The design of GUI-Owl aims to handle the diversity and dynamics of GUI environments in the real world. By integrating perception, reasoning, planning, and execution capabilities, it provides a unified policy network. This design enables it to make multi-turn decisions in complex tasks while maintaining clear reasoning processes and adapting to changes in practical applications.
To ensure high-quality data support, the team developed a self-evolving data production pipeline. This pipeline generates realistic application navigation workflows and validates them through human annotations, ensuring the authenticity and effectiveness of the generated data. In addition, the team used various data synthesis strategies to enrich the model's learning content, enabling stronger adaptability and flexibility during task execution.
The Mobile-Agent-v3 framework focuses on multi-agent collaboration, breaking down complex tasks into sub-goals and dynamically updating plans to handle execution feedback. Four specialized agents within the framework - the manager agent, the worker agent, the reflection agent, and the note agent - each have their own roles, improving the efficiency and success rate of task execution.

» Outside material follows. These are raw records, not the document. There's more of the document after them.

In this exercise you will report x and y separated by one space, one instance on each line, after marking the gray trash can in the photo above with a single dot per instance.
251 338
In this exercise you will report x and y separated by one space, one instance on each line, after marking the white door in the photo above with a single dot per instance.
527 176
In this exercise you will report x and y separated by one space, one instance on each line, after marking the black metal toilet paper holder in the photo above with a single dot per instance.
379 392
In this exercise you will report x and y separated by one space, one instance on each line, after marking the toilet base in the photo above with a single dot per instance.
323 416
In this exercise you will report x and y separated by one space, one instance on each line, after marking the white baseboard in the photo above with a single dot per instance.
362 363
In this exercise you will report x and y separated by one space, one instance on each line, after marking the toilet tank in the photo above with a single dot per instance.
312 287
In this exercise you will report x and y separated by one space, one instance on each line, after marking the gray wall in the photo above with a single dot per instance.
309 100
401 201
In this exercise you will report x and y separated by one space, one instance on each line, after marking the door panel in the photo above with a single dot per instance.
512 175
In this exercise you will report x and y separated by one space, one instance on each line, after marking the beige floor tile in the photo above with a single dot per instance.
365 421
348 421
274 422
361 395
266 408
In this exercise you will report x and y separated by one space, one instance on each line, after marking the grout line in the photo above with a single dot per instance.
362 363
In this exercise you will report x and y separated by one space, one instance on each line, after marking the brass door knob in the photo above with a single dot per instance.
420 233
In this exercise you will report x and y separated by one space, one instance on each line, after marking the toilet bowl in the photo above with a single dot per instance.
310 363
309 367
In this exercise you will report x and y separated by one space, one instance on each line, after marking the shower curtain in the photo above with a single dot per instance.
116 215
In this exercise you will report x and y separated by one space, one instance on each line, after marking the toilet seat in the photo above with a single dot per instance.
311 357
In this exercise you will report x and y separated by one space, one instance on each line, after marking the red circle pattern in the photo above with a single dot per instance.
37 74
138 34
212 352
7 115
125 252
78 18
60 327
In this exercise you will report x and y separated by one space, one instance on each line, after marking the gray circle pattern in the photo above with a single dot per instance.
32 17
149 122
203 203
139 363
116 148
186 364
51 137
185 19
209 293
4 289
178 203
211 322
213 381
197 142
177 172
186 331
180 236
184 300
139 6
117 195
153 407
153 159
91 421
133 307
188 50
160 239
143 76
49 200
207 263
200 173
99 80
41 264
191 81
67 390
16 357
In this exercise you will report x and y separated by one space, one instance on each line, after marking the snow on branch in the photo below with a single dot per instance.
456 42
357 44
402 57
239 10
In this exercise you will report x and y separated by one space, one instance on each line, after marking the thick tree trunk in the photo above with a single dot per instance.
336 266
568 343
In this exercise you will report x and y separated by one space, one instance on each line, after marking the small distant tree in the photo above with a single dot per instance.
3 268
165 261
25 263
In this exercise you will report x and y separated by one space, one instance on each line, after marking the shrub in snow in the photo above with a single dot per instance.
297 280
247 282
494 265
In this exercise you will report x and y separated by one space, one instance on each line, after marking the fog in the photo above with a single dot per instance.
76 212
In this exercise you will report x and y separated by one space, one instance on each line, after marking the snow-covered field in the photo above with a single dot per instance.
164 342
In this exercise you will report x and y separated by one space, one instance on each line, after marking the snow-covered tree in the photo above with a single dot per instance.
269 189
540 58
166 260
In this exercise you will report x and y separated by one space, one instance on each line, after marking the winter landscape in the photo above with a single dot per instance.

After multiple rounds of testing and evaluation, GUI-Owl and Mobile-Agent-v3 have shown excellent performance on multiple GUI automation benchmarks, especially in cross-platform task completion capabilities.
These innovative tools mark a significant advancement for Alibaba in the field of general GUI automation, and will provide stronger technical support for more extensive application scenarios in the future.
Paper: https://arxiv.org/abs/2508.15144
github: https://github.com/X-PLUG/MobileAgent
Key Points:
🌟 GUI-Owl is a multimodal agent model launched by Alibaba, integrating perception, reasoning, and execution capabilities to adapt to complex GUI environments.
🤖 The Mobile-Agent-v3 framework achieves multi-agent collaboration, enhancing task execution efficiency through dynamic plan updates.
📊 These two products have shown outstanding performance in GUI automation benchmark tests, marking an important breakthrough for Alibaba in the field of automation.